In a significant overhaul of Malaysia’s gaming sector, Genting Bhd has announced plans to privatise its subsidiary, Genting Malaysia, through a conditional voluntary takeover offer valued at RM6.7 billion (approximately S$2.1 billion). Under this plan, Genting is offering RM2.35 per share, which marks a 9.8 per cent premium over Genting Malaysia’s last traded price of RM2.14 before trading was suspended. This move positions Genting Malaysia for a potential delisting from Bursa Malaysia.
With Genting already owning more than 49 per cent of Genting Malaysia, the company expressed confidence that they can meet the acceptance conditions necessary for the takeover. Funding for the acquisition will come from a mix of RM6.3 billion in debt financing and internally generated funds. Genting’s management believes that attaining majority ownership will facilitate capital allocation, bolster large-scale investments, and enhance operational efficiency.
This strategic buyout comes at a time when Genting Malaysia is actively seeking to secure a crucial casino licence in New York, linked to a proposed US$5.5 billion (RM23.2 billion) integrated resort project in Queens. Analysts indicate that the privatisation could lead to broader restructuring within the Genting group, contingent on securing the New York licence.
In a separate financial arena, gold prices surged to a record high on 15 October 2025, reaching US$4,173.56 per ounce, after touching an all-time peak of US$4,186.68 earlier in the day. This increase can be attributed to heightened expectations for further US interest rate cuts and renewed trade tensions between the US and China, both of which have driven up safe-haven demand.
US Federal Reserve chairman Jerome Powell highlighted the subdued labour market while indicating that interest rate decisions would be approached on a “meeting-by-meeting” basis. Investors are currently anticipating a virtual certainty of 25-basis-point rate cuts in both October and December 2025. Gold’s price has now increased by 59 per cent year-to-date, reflecting ongoing geopolitical uncertainties, expectations of US rate cuts, and strong demand from central banks and exchange-traded funds. Silver also followed suit, rising 0.3 per cent to US$51.60 after reaching a record high of US$53.60 the previous day.
Additionally, the SGX Group announced on 16 October 2025 the launch of the Indonesia-Singapore Depository Receipt Linkage, introducing an initial set of Singapore Depository Receipts. This development is a direct result of a memorandum of understanding signed between SGX Group and the Indonesia Stock Exchange in 2024, marking the second significant depository receipt cooperation in the ASEAN region, following the Thailand-Singapore partnership.
The newly launched Singapore Depository Receipts enable investors in Singapore to access Indonesian-listed securities through local brokers and transact in Singapore dollars during SGX market hours.

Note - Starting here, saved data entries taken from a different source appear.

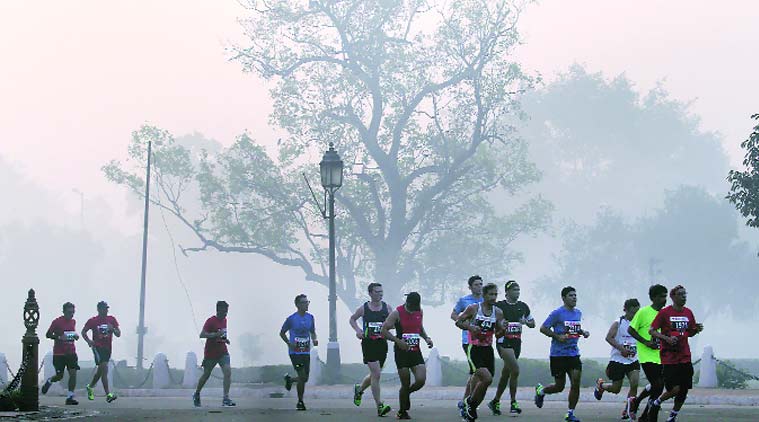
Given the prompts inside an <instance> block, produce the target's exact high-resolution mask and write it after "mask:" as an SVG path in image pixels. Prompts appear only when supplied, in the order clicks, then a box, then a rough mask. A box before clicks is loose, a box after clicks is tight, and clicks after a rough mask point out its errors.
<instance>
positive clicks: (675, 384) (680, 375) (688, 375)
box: [662, 362, 693, 391]
mask: <svg viewBox="0 0 759 422" xmlns="http://www.w3.org/2000/svg"><path fill="white" fill-rule="evenodd" d="M662 373H663V374H664V386H665V387H667V391H669V390H671V389H673V388H674V387H675V386H676V385H679V386H680V389H683V388H684V389H686V390H690V389H692V388H693V364H692V363H690V362H688V363H677V364H674V365H662Z"/></svg>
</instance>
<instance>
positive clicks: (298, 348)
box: [293, 337, 311, 353]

The inaugural receipts, issued by Phillip Securities Pte Ltd, represent beneficial ownership interests in notable companies such as Bank Central Asia, Telkom Indonesia, and Indofood CBP, all of which feature in the benchmark IDX30 Index.
SGX Group CEO Loh Boon Chye referred to the linkage as a key milestone in enhancing regional connectivity, which aligns with recommendations from the Equities Market Review Group published in February 2025. Meanwhile, Iman Rachman, the president director of the Indonesia Stock Exchange, emphasized that this initiative is expected to enhance market liquidity, broaden investor participation, and strengthen cross-border investment flows. Following this addition, the total number of Singapore Depository Receipts listed on SGX now stands at 26.